The probability   ${\rm Pr}(\underline{y} \rm \hspace{0.15cm} is \hspace{0.15cm} not \hspace{0.15cm} decodable)$   is exactly zero.
${\rm Pr}(\underline{y} \rm \hspace{0.15cm} is \hspace{0.15cm} not \hspace{0.15cm} decodable)$  is nonzero,  but negligible.
It holds   ${\rm Pr}(\underline{y} {\rm \ is \ not \ decodable}) > {\rm Pr}(\underline{y} \rm \hspace{0.15cm} is \hspace{0.15cm} incorrectly \hspace{0.15cm} decoded)$.


Solution

(1)  Correct is  solution 1,  since the coding space scheme  $\rm A$  describes a perfect code and each Hamming code  $(n, \, k, \, 3)$  is a perfect code:

  • For any Hamming code  $(n, \, k, \, 3)$,  there are a total of  $2^n$  possible received words  $\underline{y}_i$,  which are assigned to one of  $2^k$  possible code words  $\underline{c}_j$  during syndrome decoding.
  • Because of the Hamming code property  $d_{\rm min} = 3$,  all spheres in the  $n$–dimensional space have radius  $t = 1$.  Thus in all spheres there are  $2^{n-k}$ points.
  • $\text{HC (7, 4, 3)}$:   One point for error-free transmission and seven points for one bit error   ⇒   $1 + 7 = 8 = 2^3 = 2^{7-4}$.
  • $\text{HC (15, 11, 3)}$:   One point for error-free transmission and now fifteen points for one bit error   ⇒   $1 + 15 = 16 = 2^4 = 2^{15-11}$.
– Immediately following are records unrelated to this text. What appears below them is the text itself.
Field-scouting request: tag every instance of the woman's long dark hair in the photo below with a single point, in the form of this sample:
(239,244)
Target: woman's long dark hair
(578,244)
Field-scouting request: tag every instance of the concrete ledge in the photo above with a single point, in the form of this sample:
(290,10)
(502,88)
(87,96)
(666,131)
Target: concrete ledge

Note:   Since the Hamming code is a binary code,  here the code space has the dimension  $n$.


(2)  Correct is  answer 1:

  • In the gray area outside  "spheres"  there is not a single point in a perfect code.
  • This was also shown in the calculation for subtask  (1).
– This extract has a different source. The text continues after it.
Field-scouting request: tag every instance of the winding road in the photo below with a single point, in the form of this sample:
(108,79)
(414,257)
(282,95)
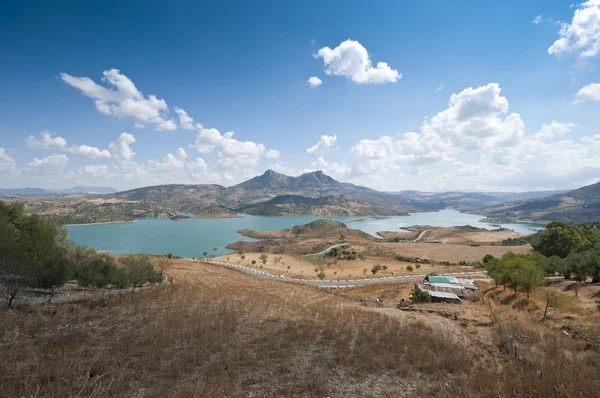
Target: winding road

(3)  The Reed–Solomon codes are described by the coding space scheme  $\rm B$    ⇒   Answer 2.

  • Here there are numerous yellow points in the gray area,  i.e. points that cannot be assigned to any sphere in  "Bounded Distance Decoding".
  • For example,  if we consider the   $\rm RSC \, (7, \, 3, \, 5)_8$   with code parameters  $n = 7, \, k = 3$,  and  $t = 2$,  there are a total of  $8^7 = 2097152$  points and  $8^3 = 512$  hyperspheres here.
  • If this code were perfect,  then there should be  $8^4 = 4096$  points within each sphere.  However,  it holds:
$${\rm Pr}(\underline{\it y}_{\it i} {\rm \hspace{0.1cm}lies\hspace{0.1cm} within\hspace{0.1cm} the\hspace{0.1cm} red\hspace{0.1cm} sphere)} = {\rm Pr}(f \le t) = {\rm Pr}(f = 0)+ {\rm Pr}(f = 1)+{\rm Pr}(f = 2) =1 + {7 \choose 1} \cdot 7 + {7 \choose 2} \cdot 7^2 = 1079 \hspace{0.05cm}.$$
  • For  ${\rm Pr}(f = 1)$  it is considered that there can be  "$7 \rm \ over \ 1$" $= 7$  error positions,  and for each error position also seven different error values.  The same is considered for  ${\rm Pr}(f = 2)$.


(4)  Correct is  answer 3:

  • A point in gray no-man's land is reached with fewer symbol errors than a point in another hypersphere.
  • For long codes,  an upper bound on the error probability is given in the literature:
$${\rm Pr}(\underline{y} {\rm \hspace{0.15cm} is \hspace{0.15cm} incorrectly \hspace{0.15cm} decoded}) = {\rm Pr}(\underline{z} \ne \underline{c}) \le \frac{1}{t\hspace{0.05cm}!} \hspace{0.05cm}.$$
  • For the ${\rm RSC} \, (225, \, 223, \, 33)_{256} \ \Rightarrow \ t = 16$   ⇒   this upper bound yields the value  $1/(16!) < 10^{-14}$.